Automating the Lifecycle of a Preview Environment
Published on 2024-08-20
In my previous post What Are Preview Environments? we went into detail about what Preview Environments are and briefly touched on the automation aspect. Those few paragraphs didn't cover the full lifecycle that a Preview Environment goes through and so I thought it would be beneficial to cover the different steps that occur and some choices I think are beneficial to automating this lifecycle the correct way. The content of this post is best suited for someone who wants to build a platform to create Preview Environments for themselves or others, but I believe anyone who has an interest in Preview Environments could benefit from understanding everything that goes into creating them. Also, we will be covering ideas at a high level and leave the specific technology choices up to the reader. There will be emphasis placed on certain technical aspects that I believe will lead to a smoother system based on my experiences.
Given all of that, let's start our automation journey off by imagining we just finished writing some code on a new branch, wrote up a lovely commit message, and pushed that commit up to GitHub. I've chosen to use GitHub as an example throughout this post rather than a generic term such a Source Control platform. All the information presented is viable with GitLab or Bitbucket as well.
Every time certain actions take place on GitHub, it will check to see if you've configured an integration as a destination to send webhook events to. These actions are things like pushing a new commit to the Repository, opening a Pull Request, leaving a comment on the Pull Request, or merging the Pull Request. Because these actions tend to already be a part of our workflow, using them is a perfect way to automate the creation of Preview Environments.
Webhooks Produce Actions#
Let's go over a few different types of Webhook events and how we can translate those into actions related to Preview Environments. You can think of these actions in terms of CRUD. This list isn't exhaustive nor is it authoritative as the way we create and update Preview Environments will entirely depend on what type of architecture we're deploying the Preview Environments into. Let's quickly explore what Webhook event should create a Preview Environment and compare deployments into Kubernetes or a serverless architecture.

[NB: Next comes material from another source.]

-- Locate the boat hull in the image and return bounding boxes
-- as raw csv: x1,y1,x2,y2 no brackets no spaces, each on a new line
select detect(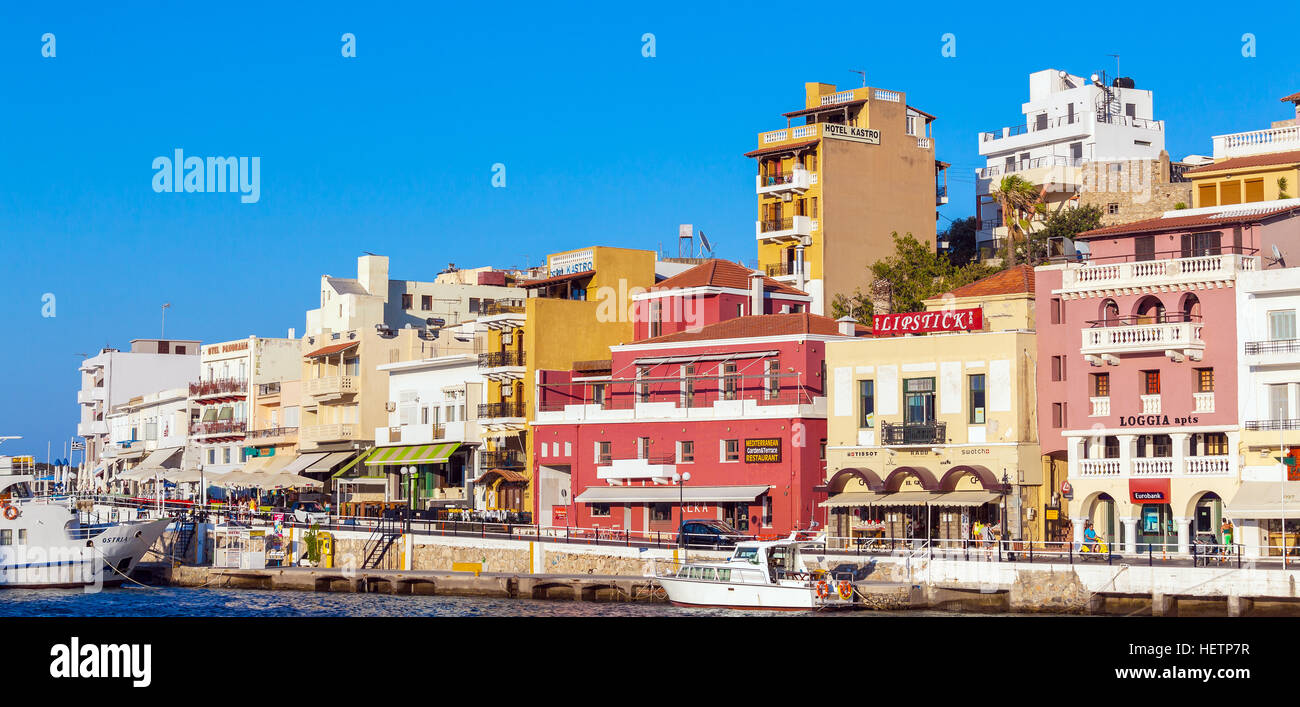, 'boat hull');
0,517,170,589
657,576,819,610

Let's start with an example of how I perceive Vercel creates their Preview Deployment. Since Vercel is using a serverless architecture, they're able to create environments every time a commit is pushed because there is little to no cost to keep the output of the built application ready and waiting for any requests to come in. This is a wonderful approach and ensures that customers are delivered a great experience where their environment is always available, even long after a branch has been merged, and costs are only incurred via usage. Compare this approach to a platform like Porter where the environments are created in a Kubernetes cluster that has a finite set of resources. Given the resources constraint, we'll want to wait for an indication, whether that be a Pull Request being opened or specific label being added to the Pull Request, to create the environment so that we don't exhaust the resources on branches that aren't ready to be used. In the following explanations, we'll be considering the latter architecture where we have a finite set of resources.
Pull Request Opened
The start of our automation of a Preview Environment's lifecycle will be when a Pull Request is opened on our Repository.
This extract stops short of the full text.